August 31st, 2015

July U.S. Casualty Renewal

Posted at 1:00 AM ET

Consistent with Guy Carpenter’s post-January 1, 2015 renewal report, the U.S. casualty reinsurance market continued to soften on both quota share and excess of loss reinsurance programs. This trend continues to be driven by the reduction in property catastrophe premiums, causing reinsurers to further diversify their overall premium writings into casualty lines and by the improved loss ratios among these underlying lines of business. As a result, reinsurance pricing continued to soften via ceding commissions increases on quota share placements (albeit at a slower pace than in 2014 and earlier in 2015) and rate decreases on excess of loss placements (subject to stable loss experience).

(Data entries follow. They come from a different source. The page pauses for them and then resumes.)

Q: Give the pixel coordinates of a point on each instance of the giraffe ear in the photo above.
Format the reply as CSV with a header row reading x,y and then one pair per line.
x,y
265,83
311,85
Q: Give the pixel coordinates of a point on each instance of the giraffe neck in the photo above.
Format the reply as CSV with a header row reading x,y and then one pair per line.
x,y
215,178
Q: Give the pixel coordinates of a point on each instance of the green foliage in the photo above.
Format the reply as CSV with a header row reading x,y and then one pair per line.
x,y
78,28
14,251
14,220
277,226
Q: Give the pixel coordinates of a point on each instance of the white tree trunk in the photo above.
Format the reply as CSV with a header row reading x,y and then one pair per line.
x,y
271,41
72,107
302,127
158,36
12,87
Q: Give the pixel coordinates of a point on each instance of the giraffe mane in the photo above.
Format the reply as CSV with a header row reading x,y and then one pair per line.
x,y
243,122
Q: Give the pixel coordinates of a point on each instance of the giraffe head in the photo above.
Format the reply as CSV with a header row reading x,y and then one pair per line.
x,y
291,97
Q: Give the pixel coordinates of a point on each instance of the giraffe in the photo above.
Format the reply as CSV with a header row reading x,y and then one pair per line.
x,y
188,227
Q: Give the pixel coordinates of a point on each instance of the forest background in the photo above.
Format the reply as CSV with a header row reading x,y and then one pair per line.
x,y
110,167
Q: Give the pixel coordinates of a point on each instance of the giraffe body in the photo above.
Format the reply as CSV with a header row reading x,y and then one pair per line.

Traditional reinsurers continued to dominate the casualty reinsurance marketplace as the newer alternative capital entrants remain cautious and limited in their ability to participate on some of the longer tail liabilities inherent among many casualty lines. Importantly, traditional markets continue to work with core clients to tailor specific reinsurance coverage to each client’s needs. Examples include: multi-year contracts, private layers, aggregate coverages, hybrid structures, and including additional lines of business into broad-based casualty treaties. Treaty retentions and co-participations continued to vary across the casualty space. Some clients have elected to purchase more cover in light of current market conditions, while others have increased retentions in select areas. Reinsurance capacity remains ample to fill treaty placements. In brief, the trends exhibited at the start of 2015 continued through the July 1st renewal period.